Zen Zen Zo Physical Theatre Workshop in Armidale

Published 09 September 2009

sillhouettesAs part of the preparation for a radical new production based on Shakespeare’s Richard III, UNE Theatre Studies has hosted an inspiring two-day physical-theatre workshop by the director of the highly successful and innovative Australian theatre company Zen Zen Zo, Lynne Bradley, and Zen Zen Zo company member Krystal Hart.

Lynne Bradley is a much sought-after international director and teacher, and Theatre Studies was fortunate that she was able to find time to fly to Armidale for the weekend-she has just returned from a tour with her company to the Edinburgh Festival where their new production Zeitgeist was enthusiastically received by sell-out audiences and attracted rave reviews from the Scottish press. She is about to leave for Hong Kong to direct a production of Amadeus.
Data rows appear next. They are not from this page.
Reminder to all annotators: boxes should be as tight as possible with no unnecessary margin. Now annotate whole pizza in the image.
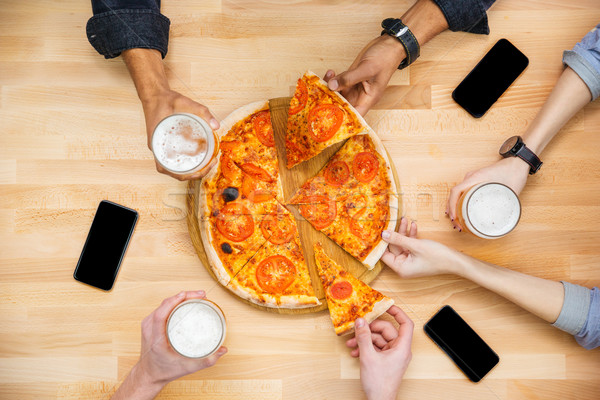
[199,72,398,322]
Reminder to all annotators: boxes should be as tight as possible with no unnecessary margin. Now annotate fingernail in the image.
[355,318,365,328]
[381,230,391,240]
[197,290,205,296]
[451,218,454,222]
[328,79,339,90]
[325,70,333,78]
[444,211,448,215]
[217,347,227,355]
[177,291,185,298]
[453,226,456,230]
[209,118,219,130]
[458,228,462,232]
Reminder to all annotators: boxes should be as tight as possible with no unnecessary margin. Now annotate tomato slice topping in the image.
[256,255,297,294]
[239,163,274,182]
[298,195,337,230]
[308,104,344,143]
[215,203,254,242]
[330,281,353,300]
[241,177,275,203]
[260,213,295,244]
[252,111,275,147]
[288,79,308,115]
[221,155,240,181]
[324,160,350,187]
[352,152,379,183]
[220,140,242,153]
[348,208,381,241]
[345,194,368,218]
The weekend workshop introduced students to a range of innovative theatre training techniques designed to enable actors to perform characters at the limits of their endurance, both physically and emotionally. The training methods include the system devised by Japanese director and trainer Suzuki Tadashi, as well as the Japanese dance form Butoh. The work is rigorous and highly physical, giving trained actors the levels of strength and fitness usually associated with elite athletes. Lynn Bradley quotes the visionary playwright and actor Antonin Artaud’s observation that actors need to be athletes of the emotions-which requires them to be physically fit and flexible as well.

The Zen Zen Zo workshop was funded by an award to the staff of UNE Theatre Studies by the Carrick Institute (now the Australian Teaching and Learning Council) in recognition of their excellent teaching of theatre. It gave students insights into vital performance skills, stimulating the imagination and encouraging actors to take creative risks without fear of failure.

“This training would be hugely beneficial to all students, whether or not they are interested in performing on stage” said Adrian Kiernander, Professor of Theatre Studies at UNE.

The workshop was part of the rehearsals for a unique production of Richard III.

“Most productions focus on the character of Richard,” Prof Kiernander said, “often cutting the lines of many of the minor characters, or omitting some roles altogether. Many of these minor characters are the women in the play, and their removal robs the script of many of its finest moments of drama and poetry.”

“This production radically redresses the balance by not having Richard appear on stage at all, and cutting most of his lines. This allows the audience to focus exclusively, for once, on parts of the play which are unfairly neglected, the characters of Richard’s victims. These provide fascinating theatrical studies of grief, loss, anger, cursing and revenge. They include moments of ritual and supernatural elements, including the intervention of the ghosts of those Richard has murdered.”

“The great French theatre director Charles Dullin lamented that the theatre of the 20th century had forgotten how to portray gods. In the 21st century, with the popularity among younger people of films and books about magic, actors need to rediscover the supernatural; to learn how to perform curses, play ghosts and represent characters who exist in places beyond the experience of ordinary mortals, without the special effects used in film.”

The production of Richard III will have two performances only, on Wednesday 9 and Thursday 10 September in the Arts Theatre at UNE. It will start at 7.30 and run for about an hour. It is directed by Adrian Kiernander and Ruth Thompson.